Method with Matrix Powers:Calculate $\mathbf{M}^2$:$$\mathbf{M}^2 = \begin{pmatrix} 0.8 & 0.2 \\ 0.4 & 0.6 \end{pmatrix} \begin{pmatrix} 0.8 & 0.2 \\ 0.4 & 0.6 \end{pmatrix} = \begin{pmatrix} \mathbf{0.72} & 0.28 \\ 0.56 & 0.44 \end{pmatrix}$$The coefficient $(\mathbf{M}^2)_{11} = 0.72$ gives $P(X_2=S \mid X_0=S) = \mathbf{0.72}$.

Steady State and Convergence

Over a long period, many Markov chains approach an equilibrium in which the distribution no longer changes from one step to the next. This limit distribution is called the steady state (or stationary distribution).

Definition Steady State

A probability vector $\pi$ is a steady state (or stationary distribution) if:$$\pi \mathbf{M} = \pi.$$

Method Calculating the Steady State

To find $\pi = \begin{pmatrix} x & y \end{pmatrix}$ for a 2-state matrix:

Solve the matrix equation $\begin{pmatrix} x & y \end{pmatrix} \mathbf{M} = \begin{pmatrix} x & y \end{pmatrix}$.
This leads to a system of linear equations; one equation is redundant.
Add the normalization condition: $x + y = 1$.

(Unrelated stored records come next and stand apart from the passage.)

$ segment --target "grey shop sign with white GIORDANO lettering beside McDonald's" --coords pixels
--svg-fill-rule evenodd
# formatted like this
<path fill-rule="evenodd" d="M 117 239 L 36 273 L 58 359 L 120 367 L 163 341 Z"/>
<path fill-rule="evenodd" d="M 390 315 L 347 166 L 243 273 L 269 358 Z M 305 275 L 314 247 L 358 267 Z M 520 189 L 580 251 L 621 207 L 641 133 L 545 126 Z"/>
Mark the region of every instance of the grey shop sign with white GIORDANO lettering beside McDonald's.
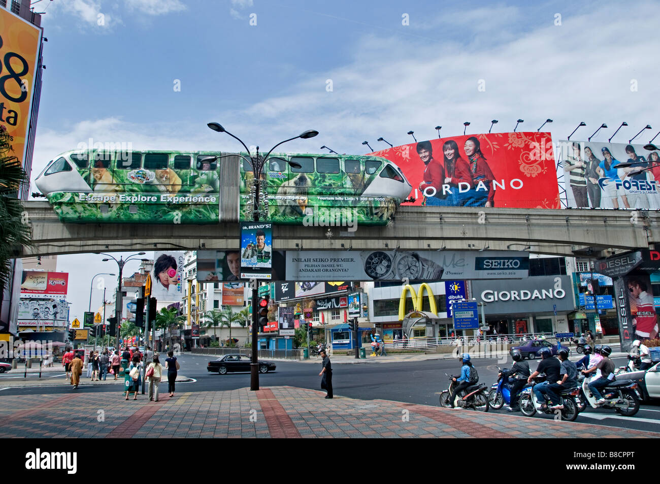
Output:
<path fill-rule="evenodd" d="M 499 286 L 499 287 L 498 287 Z M 529 277 L 517 281 L 473 281 L 473 291 L 486 312 L 548 312 L 574 310 L 570 277 Z"/>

Example Weather Steady State

For $M = \begin{pmatrix} 0.8 & 0.2 \\ 0.4 & 0.6 \end{pmatrix}$, solving $\begin{cases}\pi \mathbf{M} = \pi\\x + y = 1\end{cases}\quad\text{with}\quad\pi=\begin{pmatrix} x & y \end{pmatrix}$ gives$$\begin{cases}\begin{pmatrix} x & y \end{pmatrix} \begin{pmatrix} 0.8 & 0.2 \\ 0.4 & 0.6 \end{pmatrix} = \begin{pmatrix} x & y \end{pmatrix}\\ x + y = 1\end{cases}\Leftrightarrow\begin{cases}0.8x + 0.4y = x \\ 0.2x + 0.6y = y \\ x + y = 1\end{cases}\Leftrightarrow\begin{cases}-0.2x+0.4y=0 \\ x + y = 1\end{cases}\Leftrightarrow\begin{cases}x = 2y \\ 3y = 1\end{cases}$$The steady state is$$\pi=\begin{pmatrix} \dfrac{2}{3} & \dfrac{1}{3} \end{pmatrix}.$$Interpretation: in the long run, the probability of being in state $S$ (Sunny) is $\dfrac{2}{3}$.